Come gli Etruschi anche i Romani accoglieranno largamente le creazioni elleniche e quindi il n. greco collegato con esse, ma nelle manifestazioni legate alla mentalità latina rifuggiranno dalla nudità considerata sul piano morale come fonte di corruzione, flagiti principium, come dirà Ennio. Puro atteggiamento erudito e non riflesso di problemi costruttivi e struttivi della immagine umana nell'arte romana è la disquisizione di Vitruvio (iii, 2-3) sul canone delle proporzioni del corpo umano inscrivibile nel cerchio e nel quadrato, riecheggiante una fonte ellenistica, e di cui Leonardo ci darà la ben nota esemplificazione grafica. Nel desiderio di emulare i Greci anche i Romani, fin dall'ultimo periodo repubblicano, arriveranno a farsi ritrattare prendendo a prestito modelli di nudi corpi eroici della grande arte greca e gli uomini assumeranno corpi di Hermes, di Ares, di Zeus, di atleti, le dame di Afrodite o di Omphale, ma la statua-ritratto che rappresenta la più genuina e tradizionale mentalità romana rimarrà sempre quella del togato e quella loricata, come esplicitamente dichiara anche Plinio (Nat. hist., xxxiv, 18) riconoscendo che: Graeca res nihil velare, at contra Romana ac militaris thoraces addere. E la lorica romana alle semplici partizioni anatomiche della corazza greca preferirà l'aggiunta di simbolici elementi fino a complesse allegorie come in quella dell'Augusto di Prima Porta.
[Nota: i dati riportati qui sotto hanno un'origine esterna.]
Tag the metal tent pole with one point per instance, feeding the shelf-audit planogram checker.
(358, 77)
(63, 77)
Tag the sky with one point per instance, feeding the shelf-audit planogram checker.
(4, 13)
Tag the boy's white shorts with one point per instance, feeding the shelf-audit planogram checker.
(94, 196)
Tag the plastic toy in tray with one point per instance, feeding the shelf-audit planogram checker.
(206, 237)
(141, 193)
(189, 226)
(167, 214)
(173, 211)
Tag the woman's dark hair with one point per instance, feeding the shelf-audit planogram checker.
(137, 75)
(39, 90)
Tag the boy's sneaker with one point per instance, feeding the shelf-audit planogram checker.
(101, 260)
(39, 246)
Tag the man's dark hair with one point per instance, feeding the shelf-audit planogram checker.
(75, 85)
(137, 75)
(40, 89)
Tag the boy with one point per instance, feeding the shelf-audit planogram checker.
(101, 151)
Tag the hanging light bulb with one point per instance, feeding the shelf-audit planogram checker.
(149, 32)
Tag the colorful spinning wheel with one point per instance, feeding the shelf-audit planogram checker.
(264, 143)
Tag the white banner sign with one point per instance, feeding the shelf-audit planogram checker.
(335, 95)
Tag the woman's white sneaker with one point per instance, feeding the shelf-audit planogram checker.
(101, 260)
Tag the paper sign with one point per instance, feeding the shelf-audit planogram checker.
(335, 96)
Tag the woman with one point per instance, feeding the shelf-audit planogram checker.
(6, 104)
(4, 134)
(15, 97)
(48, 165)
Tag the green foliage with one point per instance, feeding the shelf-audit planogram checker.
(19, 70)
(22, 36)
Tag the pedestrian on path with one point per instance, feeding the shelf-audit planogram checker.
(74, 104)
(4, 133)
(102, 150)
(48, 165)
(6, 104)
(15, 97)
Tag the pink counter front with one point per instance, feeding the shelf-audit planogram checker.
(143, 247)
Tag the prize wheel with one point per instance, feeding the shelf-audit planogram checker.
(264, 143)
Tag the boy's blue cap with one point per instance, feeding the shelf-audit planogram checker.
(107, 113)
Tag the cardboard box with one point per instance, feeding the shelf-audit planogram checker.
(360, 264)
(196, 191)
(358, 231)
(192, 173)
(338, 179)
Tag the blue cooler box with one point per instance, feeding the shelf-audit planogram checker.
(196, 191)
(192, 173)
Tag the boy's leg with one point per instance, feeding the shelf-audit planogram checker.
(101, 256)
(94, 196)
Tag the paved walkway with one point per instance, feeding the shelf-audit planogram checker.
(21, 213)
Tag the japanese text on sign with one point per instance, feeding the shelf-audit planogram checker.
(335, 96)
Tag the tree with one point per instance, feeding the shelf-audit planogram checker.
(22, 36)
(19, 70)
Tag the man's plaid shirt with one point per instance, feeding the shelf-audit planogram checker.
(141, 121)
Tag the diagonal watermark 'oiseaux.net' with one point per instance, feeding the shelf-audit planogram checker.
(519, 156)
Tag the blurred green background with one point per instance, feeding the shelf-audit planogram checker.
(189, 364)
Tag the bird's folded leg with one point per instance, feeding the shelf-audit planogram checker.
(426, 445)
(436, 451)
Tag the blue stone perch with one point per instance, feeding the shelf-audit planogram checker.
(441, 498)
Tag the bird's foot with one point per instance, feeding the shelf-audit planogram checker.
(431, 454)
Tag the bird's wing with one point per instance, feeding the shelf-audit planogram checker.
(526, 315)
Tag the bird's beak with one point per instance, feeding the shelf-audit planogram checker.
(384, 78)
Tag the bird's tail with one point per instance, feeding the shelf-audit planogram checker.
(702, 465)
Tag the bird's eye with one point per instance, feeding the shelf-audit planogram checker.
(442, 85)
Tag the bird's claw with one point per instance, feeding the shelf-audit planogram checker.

Anche nel campo della palestra i Romani rifiuteranno la completa nudità per gli atleti come cosa vergognosa e Tacito (Ann., XIV, 20) nel ricordare i giochi istituiti da Nerone Graeco more, comprendenti, come dice Svetonio (Nero, 12), un certamen quinquennale triplex, musicum, gymnicum, equestre, li giudica uno strumento di corruzione della gioventù, chiedendosi: quid superesse nisi ut corpora quoque nudent et caestus adsumant easque pugnas pro militia et armis meditentur?

Funzione erotica acquisterà la nudità che appare negli spettacoli teatrali e nei tetimimi (spettacoli in acqua) nel decadente ambiente del tardo Impero, mentre va levandosi sempre più forte ed autorevole la voce dei Padri della Chiesa che in nome della nuova religione condanneranno senza concessioni la nudità del corpo umano, divino albergo dell'anima, e mentre si afferma la nuova iconografia dell'arte cristiana che copre ormai sotto tuniche manicate e spessi mantelli tutti i corpi dei protagonisti delle scene del Vecchio e del Nuovo Testamento, con le significative eccezioni di Giona o di Daniele.

Il n. ellenico che giunge anche ad influenzare l'arte buddista del Gandhāra (v.) con nuove iconografie, tramonta con l'arte ellenistica, perché legato ad una concezione che non trovava accettazione nel mondo romano; l'arte cristiana e bizantina daranno invece nuove espressioni al panneggio che viene a coprire il n. che si preferirà nascosto anche nel periodo medievale quando le tre Grazie si avvilupperanno quasi vergognose e spaventate in ampi mantelli come in una miniatura austriaca del XII sec., e soltanto con il riavvicinamento al mondo ellenico nel Rinascimento italiano il n. riapparirà con una concezione aderente a quella classica.